Over the past few weeks, Discord has had a number of outages. Two of those were particularly severe, on the 7th and 8th, resulting in hours of downtime each.
This is clearly unacceptable, and we’re sorry. We understand how important Discord is to each of you — whether you’re talking to friends, playing games together, or building your communities — and these kinds of interruptions are just not okay. We want you to be able to rely on us to be there for you, and we’ve let you down.
The TLDR is that we’ve grown a lot this past year (in terms of users and features), and we did not stay ahead of that growth in a couple of places that have been behind the recent outages.
To address this,
- As of last week, we’ve reprioritized most of Discord’s infrastructure engineering team to be part of a new Reliability Strike Team. Among them are some of our most senior engineers.
- The goal of this team is to focus on improving the stability and performance of our platform for the rest of the year and through 2020.

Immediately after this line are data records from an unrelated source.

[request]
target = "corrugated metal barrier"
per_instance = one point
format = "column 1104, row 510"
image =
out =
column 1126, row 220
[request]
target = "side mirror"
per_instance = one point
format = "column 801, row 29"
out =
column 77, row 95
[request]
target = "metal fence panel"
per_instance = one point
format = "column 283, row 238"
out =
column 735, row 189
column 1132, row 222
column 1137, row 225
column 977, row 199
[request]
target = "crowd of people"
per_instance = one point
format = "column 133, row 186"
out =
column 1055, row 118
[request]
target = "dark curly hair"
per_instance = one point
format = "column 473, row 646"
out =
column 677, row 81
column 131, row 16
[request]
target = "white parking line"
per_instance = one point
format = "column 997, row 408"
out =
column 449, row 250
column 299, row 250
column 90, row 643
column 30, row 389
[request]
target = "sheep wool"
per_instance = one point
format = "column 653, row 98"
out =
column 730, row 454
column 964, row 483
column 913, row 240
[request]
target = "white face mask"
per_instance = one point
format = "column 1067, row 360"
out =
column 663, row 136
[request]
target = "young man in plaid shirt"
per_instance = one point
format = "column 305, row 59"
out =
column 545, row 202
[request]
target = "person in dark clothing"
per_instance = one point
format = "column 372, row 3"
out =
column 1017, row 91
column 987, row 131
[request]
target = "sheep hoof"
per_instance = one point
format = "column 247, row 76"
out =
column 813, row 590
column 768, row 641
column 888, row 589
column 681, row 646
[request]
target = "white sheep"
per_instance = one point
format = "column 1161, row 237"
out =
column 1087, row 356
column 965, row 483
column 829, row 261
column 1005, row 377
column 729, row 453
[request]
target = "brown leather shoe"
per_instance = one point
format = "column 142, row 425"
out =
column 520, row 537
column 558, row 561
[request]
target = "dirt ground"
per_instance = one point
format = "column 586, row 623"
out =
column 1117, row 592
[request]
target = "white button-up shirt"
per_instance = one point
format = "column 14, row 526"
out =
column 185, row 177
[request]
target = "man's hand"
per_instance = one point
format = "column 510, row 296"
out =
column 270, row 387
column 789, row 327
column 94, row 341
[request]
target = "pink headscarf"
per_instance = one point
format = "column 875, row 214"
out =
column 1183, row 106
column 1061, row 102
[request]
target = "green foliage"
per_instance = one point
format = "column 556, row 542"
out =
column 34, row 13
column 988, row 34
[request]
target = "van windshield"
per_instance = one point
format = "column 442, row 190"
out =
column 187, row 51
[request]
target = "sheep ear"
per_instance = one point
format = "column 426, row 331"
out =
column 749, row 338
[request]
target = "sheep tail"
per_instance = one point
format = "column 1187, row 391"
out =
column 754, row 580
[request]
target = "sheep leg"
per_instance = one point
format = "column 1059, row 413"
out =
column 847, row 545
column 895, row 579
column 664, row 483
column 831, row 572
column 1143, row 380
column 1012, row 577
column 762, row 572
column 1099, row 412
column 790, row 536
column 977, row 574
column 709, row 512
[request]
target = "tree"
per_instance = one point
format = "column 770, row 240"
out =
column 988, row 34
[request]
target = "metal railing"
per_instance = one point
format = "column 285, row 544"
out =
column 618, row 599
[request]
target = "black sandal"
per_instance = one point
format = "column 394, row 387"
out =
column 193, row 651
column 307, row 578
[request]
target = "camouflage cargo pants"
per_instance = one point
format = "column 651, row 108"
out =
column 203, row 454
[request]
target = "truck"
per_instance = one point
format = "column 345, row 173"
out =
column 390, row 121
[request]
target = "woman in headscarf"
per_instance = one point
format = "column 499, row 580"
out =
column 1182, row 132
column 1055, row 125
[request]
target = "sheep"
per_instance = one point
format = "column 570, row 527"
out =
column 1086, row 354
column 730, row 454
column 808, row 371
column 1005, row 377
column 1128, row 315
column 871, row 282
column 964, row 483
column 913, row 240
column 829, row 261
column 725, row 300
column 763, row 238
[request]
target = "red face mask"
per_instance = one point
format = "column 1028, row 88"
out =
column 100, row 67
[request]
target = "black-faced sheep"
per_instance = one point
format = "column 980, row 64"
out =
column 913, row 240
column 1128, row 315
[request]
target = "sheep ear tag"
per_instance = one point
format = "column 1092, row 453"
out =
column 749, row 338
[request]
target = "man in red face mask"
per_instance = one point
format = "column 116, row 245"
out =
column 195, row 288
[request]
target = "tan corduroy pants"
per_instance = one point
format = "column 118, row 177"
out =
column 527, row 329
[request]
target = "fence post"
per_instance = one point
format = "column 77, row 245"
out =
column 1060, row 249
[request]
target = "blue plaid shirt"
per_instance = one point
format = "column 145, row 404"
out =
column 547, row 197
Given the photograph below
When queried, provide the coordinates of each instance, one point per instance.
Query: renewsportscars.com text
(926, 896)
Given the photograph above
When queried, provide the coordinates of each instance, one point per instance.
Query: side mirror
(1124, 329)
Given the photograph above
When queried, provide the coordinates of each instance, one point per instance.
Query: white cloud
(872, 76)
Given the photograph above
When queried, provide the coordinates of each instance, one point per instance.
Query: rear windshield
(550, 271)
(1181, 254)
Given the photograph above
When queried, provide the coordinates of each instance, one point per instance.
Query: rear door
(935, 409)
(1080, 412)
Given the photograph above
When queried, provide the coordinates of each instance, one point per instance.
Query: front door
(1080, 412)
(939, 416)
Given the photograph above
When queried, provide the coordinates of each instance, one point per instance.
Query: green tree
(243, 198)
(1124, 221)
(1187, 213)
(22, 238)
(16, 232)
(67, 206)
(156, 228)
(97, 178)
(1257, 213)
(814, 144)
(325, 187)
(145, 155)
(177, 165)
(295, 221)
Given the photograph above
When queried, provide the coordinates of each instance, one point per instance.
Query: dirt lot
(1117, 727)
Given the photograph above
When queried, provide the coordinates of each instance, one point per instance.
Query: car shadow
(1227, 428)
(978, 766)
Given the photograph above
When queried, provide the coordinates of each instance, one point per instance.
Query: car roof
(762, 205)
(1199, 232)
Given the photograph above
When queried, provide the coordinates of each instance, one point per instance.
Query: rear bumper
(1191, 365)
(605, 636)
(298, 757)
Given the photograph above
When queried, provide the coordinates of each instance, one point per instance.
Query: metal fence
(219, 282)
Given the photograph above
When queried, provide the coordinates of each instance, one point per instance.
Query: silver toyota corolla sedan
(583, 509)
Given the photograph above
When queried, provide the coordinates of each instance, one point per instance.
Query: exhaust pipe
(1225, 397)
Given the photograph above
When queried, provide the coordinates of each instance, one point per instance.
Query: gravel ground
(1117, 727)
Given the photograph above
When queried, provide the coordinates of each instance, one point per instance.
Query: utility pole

- The team has already worked through the weekend and shipped dozens of improvements, including adding more capacity to many of our systems and reducing load on our main user database by about 50%.
- We believe that, with these improvements already deployed and more to come this week, the majority of the incidents that have been happening will not continue to happen.
- The work does not stop here. We will continue to double down on stability investments throughout the future.
Discord is supposed to just work — wherever you are, whatever you’re doing. That’s our goal, and we haven’t been hitting that. We’re sorry, and it’s our promise to you that we’re doing everything we can (and making progress!) towards fixing this.
I know this blog post is brief and light on detail (because we’ve been busy fixing things!) but stay tuned. We will write up and share the technical details of these recent outages, what we’ve been doing, talk about the details of our infrastructure plans for next year.
Thanks for reading.